In een belangrijke uitspraak heeft de Hoge Raad[1] beslist dat in projecten waarin zowel onderhoudswerkzaamheden als renovatiewerkzaamheden plaatsvinden, de verhuiskostenvergoeding alleen dan is verschuldigd als de voor renovatie nodige werkzaamheden (dus afgezien van de overige werkzaamheden) het noodzakelijk maken dat de huurder verhuist. Die noodzaak moet dan blijken uit de aard en omvang van de renovatiewerkzaamheden, maar kan ook voortvloeien uit de persoonlijke omstandigheden van de huurder.
Lagere rechters
De jurisprudentie van de Hoge Raad lijkt te suggereren dat als de noodzaak tot verhuizing als gevolg van het uitvoeren van renovatiewerkzaamheden eenmaal is vastgesteld, de huurder altijd recht heeft op de forfaitaire verhuiskostenvergoeding. Lagere rechters hebben toch wat moeite met deze gedachtegang.

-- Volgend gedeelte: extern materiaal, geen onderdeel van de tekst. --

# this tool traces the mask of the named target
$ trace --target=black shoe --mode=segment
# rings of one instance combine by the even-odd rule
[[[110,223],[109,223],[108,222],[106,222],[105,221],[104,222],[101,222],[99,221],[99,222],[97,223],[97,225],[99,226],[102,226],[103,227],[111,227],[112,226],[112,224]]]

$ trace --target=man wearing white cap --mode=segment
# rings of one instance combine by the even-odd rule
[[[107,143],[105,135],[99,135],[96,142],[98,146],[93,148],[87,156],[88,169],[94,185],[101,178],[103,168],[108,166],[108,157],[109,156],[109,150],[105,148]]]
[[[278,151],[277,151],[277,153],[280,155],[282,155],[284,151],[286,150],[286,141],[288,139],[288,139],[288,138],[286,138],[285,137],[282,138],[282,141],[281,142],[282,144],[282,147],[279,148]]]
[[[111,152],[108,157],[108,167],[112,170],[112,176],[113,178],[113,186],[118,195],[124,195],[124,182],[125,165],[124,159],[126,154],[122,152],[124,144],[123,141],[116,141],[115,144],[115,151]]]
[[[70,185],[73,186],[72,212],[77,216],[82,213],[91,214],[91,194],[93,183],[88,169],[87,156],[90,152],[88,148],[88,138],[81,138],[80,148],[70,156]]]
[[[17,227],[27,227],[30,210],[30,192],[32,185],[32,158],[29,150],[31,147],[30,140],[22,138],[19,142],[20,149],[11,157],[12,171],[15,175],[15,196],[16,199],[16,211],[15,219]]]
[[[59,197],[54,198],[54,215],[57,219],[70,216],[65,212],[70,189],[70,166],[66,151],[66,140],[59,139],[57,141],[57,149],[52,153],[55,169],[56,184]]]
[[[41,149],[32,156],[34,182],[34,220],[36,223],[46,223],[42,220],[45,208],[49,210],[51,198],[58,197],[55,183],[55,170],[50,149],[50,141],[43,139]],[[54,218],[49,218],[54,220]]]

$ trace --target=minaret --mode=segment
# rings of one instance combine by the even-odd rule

Zo zijn er rechters die het onderscheid tussen dringende onderhoudswerkzaamheden en renovatiewerkzaamheden wat oprekken. Zo vindt de kantonrechter te Rotterdam[2] van belang wat het doel is van de werkzaamheden. Naar zijn oordeel zijn werkzaamheden die weliswaar leiden tot verhoging van het woongenot (en dus in de leer van de Hoge Raad vallen onder het begrip renovatie), maar het gevolg zijn van werkzaamheden die nodig zijn om gebreken te voorkomen c.q. te verhelpen, geen renovatiewerkzaamheden. En dus kan de huurder in die gevallen ook geen aanspraak maken op de verhuiskostenvergoeding.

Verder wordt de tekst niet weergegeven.